Roles of H2 uptake hydrogenases in Shigella flexneri acid tolerance

Hydrogenases play many roles in bacterial physiology, and use of H-2 by the uptake-type enzymes of animal pathogens is of particular interest. Hydrogenases have never been studied in the pathogen Shigella, so targeted mutant strains were individually generated in the two Shigella flexneri H-2-uptake enzymes (Hya and Hyb) and in the H-2-evolving enzyme (Hyc) to address their roles. Under anaerobic fermentative conditions, a Hya mutant strain (hya) was unable to oxidize H-2, while a Hyb mutant strain oxidized H-2 like the wild-type. A hyc strain oxidized more exogenously added hydrogen than the parent. Fluorescence ratio imaging with dye JC-1 (5,5',6,6'-tetrachloro-1,1',3,3'-tetraethylbenzimidazolylcarbocyanine iodide) showed that the parent strain generated a membrane potential 15 times greater than hya.

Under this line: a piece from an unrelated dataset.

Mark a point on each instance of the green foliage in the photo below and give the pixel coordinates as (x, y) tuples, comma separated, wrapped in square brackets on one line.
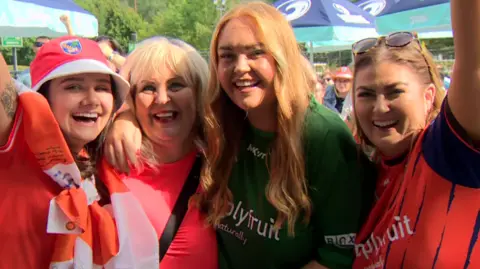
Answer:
[(190, 22)]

The hya mutant was also by far the most acid-sensitive strain, being even more acid-sensitive than a mutant strain in the known acid-combating glutamate-dependent acid-resistance pathway (GDAR pathway). In severe acid-challenge experiments, the addition of glutamate to hya restored survivability, and this ability was attributed in part to the GDAR system (removes intracellular protons) by mutant strain (e.g. hya/gadBC double mutant) analyses. However, mutant strain phenotypes indicated that a larger portion of the glutamate-rescued acid tolerance was independent of GadBC. The acid tolerance of the hya strains was aided by adding chloride ions to the growth medium. The whole-cell Hya enzyme became more active upon acid exposure (20 min), based on assays of hyc. Indeed, the very high rates of Shigella H-2 oxidation by Hya in acid can supply each cell with 2.4x10(8) protons min(-1). Electrons generated from Hya-mediated H-2 oxidation at the inner membrane likely counteract cytoplasmic positive charge stress, while abundant proton pools deposited periplasmically likely repel proton influx during severe acid stress.